# Thread: Express the integral as a limit,

1. ## Express the integral as a limit,

Express the integral as a limit, integral from -5 to -1 of x sin (x) dx using left endpoints
so it would be i= 1 to n f(-5+ (i-1) 4/n * 4/n and then I don't know how to continue

2. ## Re: Express the integral as a limit,

Originally Posted by sic
Express the integral as a limit, integral from -5 to -1 of x sin (x) dx using left endpoints
so it would be i= 1 to n f(-5+ (i-1) 4/n * 4/n and then I don't know how to continue
looks like you've just about got it. It's easier here to use 0 as the sum starting index.

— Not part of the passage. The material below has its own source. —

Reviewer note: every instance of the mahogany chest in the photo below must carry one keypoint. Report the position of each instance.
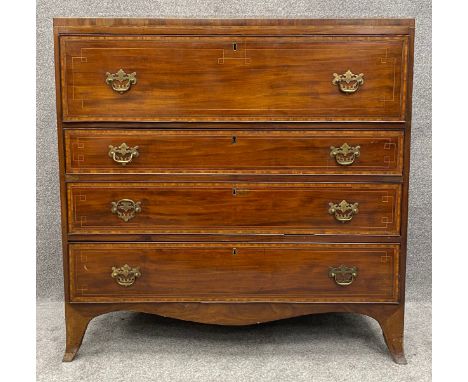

$$\sum_{i=0}^{n-1}f\left(-5+\frac{4i}{n}\right) \frac{4}{n}$$

now make use of the fact that

$$f(x)=x \sin(x)$$

and note that

$$\sin(a+b)=\sin(a)\cos(b)+\cos(a)\sin(b)$$

you'll end up with an approximation formula for the integral in terms of n. Then take the limit as n goes to infinity.

3. ## Re: Express the integral as a limit,

Is it the limit as n goes to infinity of the sum i=0, n-1, (sin(-5) cos(4i/n) + cos (-5) sin(4i/n)) 4/n then?

4. ## Re: Express the integral as a limit,

Not quite.

in the sum

$$x_i=-5+\frac{4i}{n}$$

$$dx = \frac{4}{n}$$

$$f_i=x_i \sin(x_i) = \left(-5+\frac{4i}{n}\right) \sin\left(-5+\frac{4i}{n}\right)$$

so your sum becomes

$$\sum_{i=0}^{n-1}f_i dx = \sum_{i=0}^{n-1} \left(-5+\frac{4i}{n}\right) \sin\left(-5+\frac{4i}{n}\right) \frac{4}{n}$$

you can work the algebra to finish it up

a numerical check shows this does converge (very slowly) to the correct answer.